My husband and I agreed on our parenting style after seeing how kids of friends and family turned out. We started our family late. It was APPARENT to us what worked and what didn't. So we both agree with nipping things firmly right up front with no drama.
My husband is gone 8-10 months out of the year, its' usually me home with 3 under 5, but I always let him get right in there when he gets home and be the boss. He jumps right in if they're not listening to me, and I do the same for him. No good cop bad cop. I don't want the kids to defer to me as the softy. They need the SAME message from both parents, and he doesn't have to make up for lost time when he's home since I'm the strict one when he's gone.

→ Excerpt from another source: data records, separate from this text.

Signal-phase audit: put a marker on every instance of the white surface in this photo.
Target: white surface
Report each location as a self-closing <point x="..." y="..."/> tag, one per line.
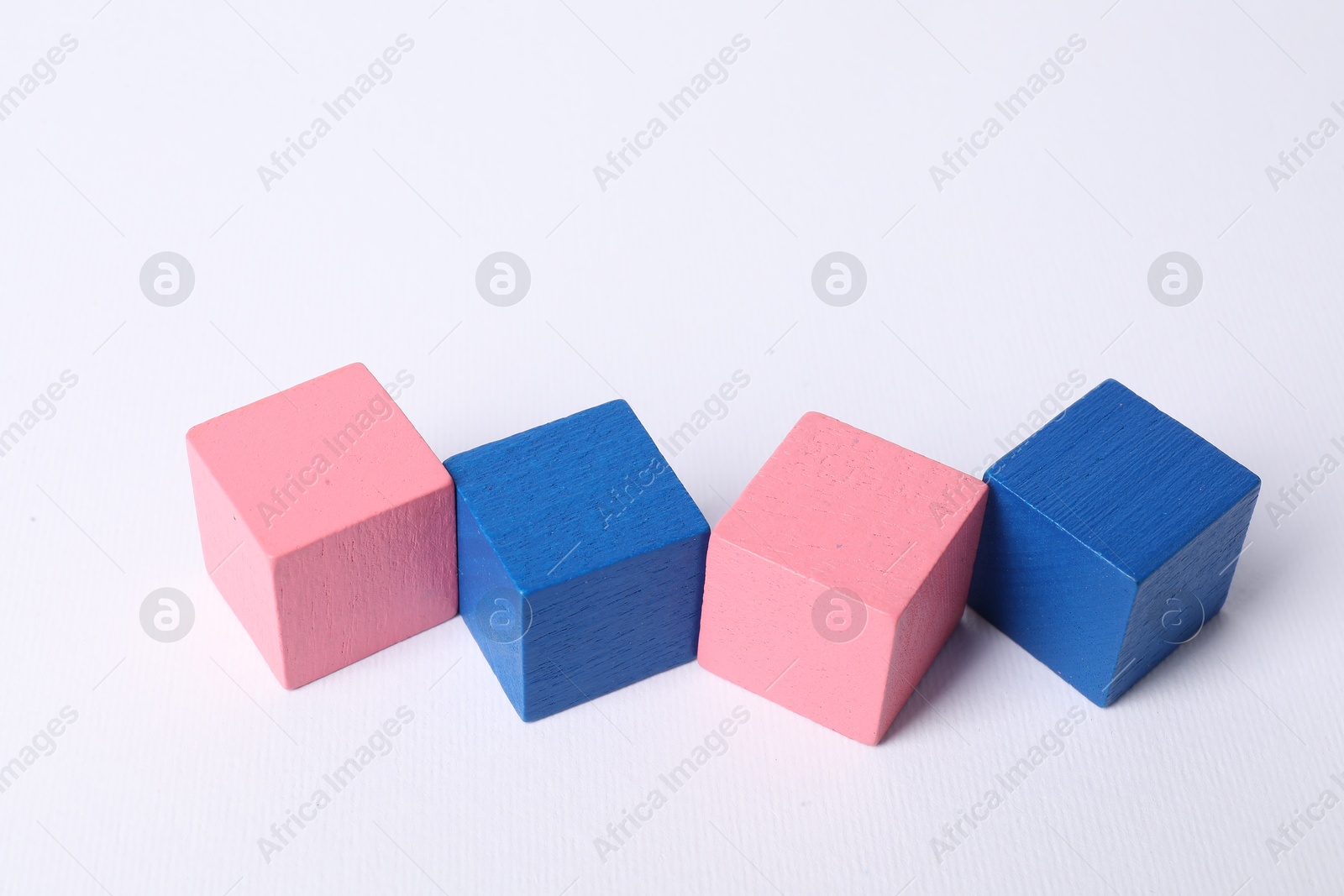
<point x="1028" y="265"/>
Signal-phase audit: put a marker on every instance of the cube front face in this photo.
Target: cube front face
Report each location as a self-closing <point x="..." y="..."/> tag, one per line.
<point x="1110" y="537"/>
<point x="582" y="559"/>
<point x="839" y="574"/>
<point x="326" y="521"/>
<point x="816" y="651"/>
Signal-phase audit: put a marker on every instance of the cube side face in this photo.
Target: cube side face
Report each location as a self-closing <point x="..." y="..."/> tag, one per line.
<point x="933" y="614"/>
<point x="575" y="495"/>
<point x="799" y="642"/>
<point x="1124" y="479"/>
<point x="1052" y="594"/>
<point x="492" y="607"/>
<point x="320" y="456"/>
<point x="367" y="587"/>
<point x="237" y="564"/>
<point x="1175" y="604"/>
<point x="609" y="629"/>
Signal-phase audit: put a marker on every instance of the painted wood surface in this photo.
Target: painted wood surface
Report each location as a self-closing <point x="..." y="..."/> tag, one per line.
<point x="326" y="521"/>
<point x="1110" y="537"/>
<point x="839" y="574"/>
<point x="582" y="559"/>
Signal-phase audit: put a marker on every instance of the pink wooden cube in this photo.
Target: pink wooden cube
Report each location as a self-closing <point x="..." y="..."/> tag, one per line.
<point x="326" y="521"/>
<point x="839" y="574"/>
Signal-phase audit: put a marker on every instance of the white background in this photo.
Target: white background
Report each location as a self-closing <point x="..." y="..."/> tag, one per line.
<point x="696" y="262"/>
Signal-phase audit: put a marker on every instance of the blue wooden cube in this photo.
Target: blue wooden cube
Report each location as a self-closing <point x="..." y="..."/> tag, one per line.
<point x="1110" y="537"/>
<point x="581" y="559"/>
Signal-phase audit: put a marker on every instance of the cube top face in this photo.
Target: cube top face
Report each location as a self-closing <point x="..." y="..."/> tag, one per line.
<point x="877" y="516"/>
<point x="316" y="458"/>
<point x="1126" y="479"/>
<point x="573" y="496"/>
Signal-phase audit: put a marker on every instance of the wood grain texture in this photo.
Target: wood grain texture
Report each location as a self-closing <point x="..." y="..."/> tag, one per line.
<point x="1110" y="537"/>
<point x="582" y="559"/>
<point x="326" y="521"/>
<point x="839" y="574"/>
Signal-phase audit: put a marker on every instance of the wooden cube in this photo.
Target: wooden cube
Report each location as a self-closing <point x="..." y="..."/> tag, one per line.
<point x="839" y="574"/>
<point x="326" y="521"/>
<point x="1110" y="537"/>
<point x="582" y="559"/>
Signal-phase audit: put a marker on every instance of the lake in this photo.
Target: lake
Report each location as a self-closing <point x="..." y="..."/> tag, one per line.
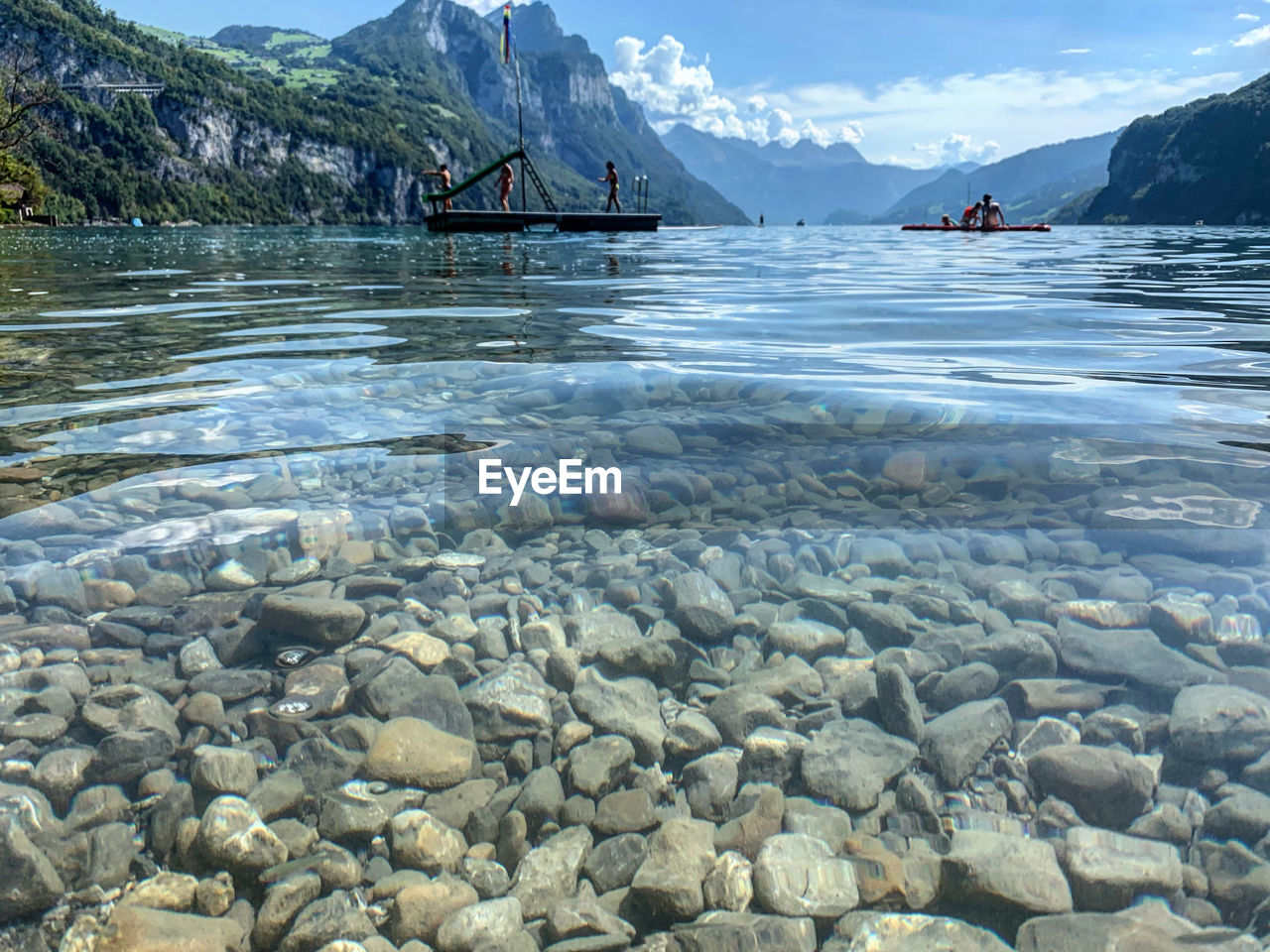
<point x="934" y="565"/>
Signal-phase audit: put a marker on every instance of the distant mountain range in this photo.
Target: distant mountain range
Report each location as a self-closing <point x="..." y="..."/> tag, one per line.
<point x="1034" y="185"/>
<point x="268" y="125"/>
<point x="802" y="181"/>
<point x="835" y="185"/>
<point x="1206" y="160"/>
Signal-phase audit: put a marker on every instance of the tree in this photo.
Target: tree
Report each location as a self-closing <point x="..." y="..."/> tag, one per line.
<point x="24" y="95"/>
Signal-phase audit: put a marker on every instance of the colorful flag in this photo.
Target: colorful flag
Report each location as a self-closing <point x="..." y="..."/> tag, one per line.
<point x="504" y="45"/>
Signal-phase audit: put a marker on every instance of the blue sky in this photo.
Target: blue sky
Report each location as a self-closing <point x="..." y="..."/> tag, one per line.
<point x="911" y="81"/>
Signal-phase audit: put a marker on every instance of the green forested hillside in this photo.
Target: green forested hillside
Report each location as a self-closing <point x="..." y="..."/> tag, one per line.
<point x="273" y="130"/>
<point x="1207" y="159"/>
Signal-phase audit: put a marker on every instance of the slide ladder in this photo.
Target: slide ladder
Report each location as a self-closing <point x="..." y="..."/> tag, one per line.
<point x="437" y="198"/>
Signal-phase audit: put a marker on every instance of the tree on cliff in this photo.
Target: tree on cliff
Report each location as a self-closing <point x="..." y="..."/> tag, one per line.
<point x="24" y="96"/>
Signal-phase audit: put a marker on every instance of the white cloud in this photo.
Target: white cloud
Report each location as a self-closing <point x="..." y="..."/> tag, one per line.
<point x="952" y="149"/>
<point x="916" y="121"/>
<point x="1252" y="37"/>
<point x="1015" y="108"/>
<point x="672" y="87"/>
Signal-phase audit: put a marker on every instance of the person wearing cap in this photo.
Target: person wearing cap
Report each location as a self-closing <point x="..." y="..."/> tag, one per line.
<point x="992" y="214"/>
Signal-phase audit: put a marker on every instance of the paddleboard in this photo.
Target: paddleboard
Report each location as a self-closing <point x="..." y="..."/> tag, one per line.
<point x="956" y="227"/>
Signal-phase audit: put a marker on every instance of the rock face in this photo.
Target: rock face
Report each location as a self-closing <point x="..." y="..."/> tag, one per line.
<point x="1109" y="871"/>
<point x="1107" y="787"/>
<point x="851" y="763"/>
<point x="1211" y="724"/>
<point x="409" y="752"/>
<point x="798" y="875"/>
<point x="28" y="883"/>
<point x="1000" y="871"/>
<point x="955" y="742"/>
<point x="898" y="932"/>
<point x="1160" y="164"/>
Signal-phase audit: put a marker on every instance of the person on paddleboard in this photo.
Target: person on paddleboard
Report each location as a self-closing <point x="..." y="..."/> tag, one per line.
<point x="611" y="178"/>
<point x="441" y="172"/>
<point x="992" y="214"/>
<point x="506" y="177"/>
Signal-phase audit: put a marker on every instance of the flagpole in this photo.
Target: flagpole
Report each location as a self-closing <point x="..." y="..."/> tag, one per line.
<point x="520" y="128"/>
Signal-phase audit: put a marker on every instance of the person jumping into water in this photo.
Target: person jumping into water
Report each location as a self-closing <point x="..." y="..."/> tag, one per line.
<point x="992" y="214"/>
<point x="506" y="177"/>
<point x="441" y="172"/>
<point x="611" y="178"/>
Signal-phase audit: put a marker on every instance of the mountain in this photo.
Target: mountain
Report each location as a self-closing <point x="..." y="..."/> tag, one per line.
<point x="282" y="130"/>
<point x="570" y="107"/>
<point x="1032" y="185"/>
<point x="1207" y="159"/>
<point x="802" y="181"/>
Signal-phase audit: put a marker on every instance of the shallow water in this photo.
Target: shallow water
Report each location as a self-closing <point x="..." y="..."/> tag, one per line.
<point x="978" y="434"/>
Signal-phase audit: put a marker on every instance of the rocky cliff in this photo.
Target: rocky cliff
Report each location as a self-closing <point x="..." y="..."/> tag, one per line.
<point x="218" y="145"/>
<point x="1207" y="159"/>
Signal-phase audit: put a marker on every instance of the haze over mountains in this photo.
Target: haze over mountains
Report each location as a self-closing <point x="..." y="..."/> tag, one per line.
<point x="837" y="185"/>
<point x="271" y="125"/>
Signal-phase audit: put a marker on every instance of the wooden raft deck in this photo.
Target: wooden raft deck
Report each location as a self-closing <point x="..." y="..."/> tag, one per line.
<point x="520" y="221"/>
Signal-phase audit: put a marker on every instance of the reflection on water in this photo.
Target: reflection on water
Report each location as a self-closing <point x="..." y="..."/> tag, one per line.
<point x="935" y="587"/>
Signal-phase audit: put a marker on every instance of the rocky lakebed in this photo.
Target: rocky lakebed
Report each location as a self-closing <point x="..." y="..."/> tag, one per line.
<point x="892" y="694"/>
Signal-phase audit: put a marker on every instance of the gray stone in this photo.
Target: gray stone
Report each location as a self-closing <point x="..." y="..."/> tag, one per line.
<point x="1106" y="785"/>
<point x="960" y="685"/>
<point x="910" y="932"/>
<point x="851" y="762"/>
<point x="1210" y="724"/>
<point x="28" y="881"/>
<point x="1243" y="815"/>
<point x="222" y="770"/>
<point x="336" y="916"/>
<point x="1135" y="654"/>
<point x="317" y="621"/>
<point x="549" y="873"/>
<point x="668" y="884"/>
<point x="625" y="706"/>
<point x="1015" y="653"/>
<point x="232" y="837"/>
<point x="806" y="639"/>
<point x="1107" y="871"/>
<point x="615" y="861"/>
<point x="955" y="742"/>
<point x="1002" y="871"/>
<point x="492" y="923"/>
<point x="798" y="875"/>
<point x="508" y="703"/>
<point x="901" y="710"/>
<point x="725" y="930"/>
<point x="699" y="607"/>
<point x="737" y="711"/>
<point x="282" y="904"/>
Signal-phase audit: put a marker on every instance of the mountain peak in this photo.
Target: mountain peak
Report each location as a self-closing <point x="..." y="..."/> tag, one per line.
<point x="535" y="30"/>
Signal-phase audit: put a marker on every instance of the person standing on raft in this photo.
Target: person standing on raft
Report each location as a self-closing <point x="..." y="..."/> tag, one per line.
<point x="992" y="214"/>
<point x="441" y="172"/>
<point x="611" y="178"/>
<point x="506" y="177"/>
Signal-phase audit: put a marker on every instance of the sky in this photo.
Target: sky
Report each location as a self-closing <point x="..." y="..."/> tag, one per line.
<point x="908" y="81"/>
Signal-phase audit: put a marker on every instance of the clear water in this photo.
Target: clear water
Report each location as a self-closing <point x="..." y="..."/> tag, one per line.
<point x="202" y="397"/>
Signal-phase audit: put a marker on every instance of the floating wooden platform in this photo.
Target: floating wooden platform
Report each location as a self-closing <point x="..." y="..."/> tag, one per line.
<point x="520" y="221"/>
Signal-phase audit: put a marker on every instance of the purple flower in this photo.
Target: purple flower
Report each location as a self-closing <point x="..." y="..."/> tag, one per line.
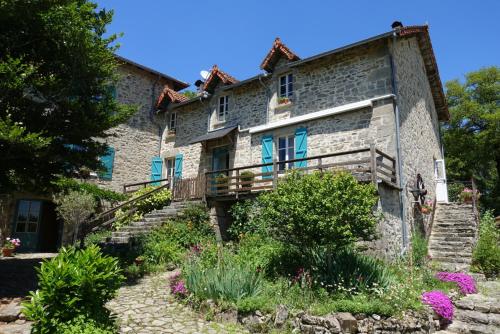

If your connection is working, your husband wouldn't have bad behavior to deal with. BUT, he should NEVER be working from a place of being agitated and impatient. You BOTH need a methodical, calm, firm system that is the SAME. This makes it much easier on kids to learn quickly. If you're standing your ground, and he's standing his, and both people are different, and one isn't home very much, there will be chaos and your husband will feel powerless. Try to get on the same page with him. Be honest with yourself if the behavior isn't what it should be, and ask him to compromise with you. It may help to find a book you can both agree on. If it's a discipline one, or a positive parenting one, whatever, as long as you are BOTH OK with the theory and outcome. If a book is making his blood boil because it obviously won't produce good behavior, you can't insist on using it. Our favorite is Back to Basics Discipline by Janet Campbell Matson. It's not an anti discipline book (tons of those out there), and is practical and real and in alignment with how we were raised, and we were expected to behave well as kids, and did. He may like it if you approve. If the rules are all just "coming from you" he can accuse you of not knowing what you are doing, especially if he sees behavior snowballing. So get a book as back up.
The best way to prevent anger and excessive discipline is to have effective discipline and good behavior.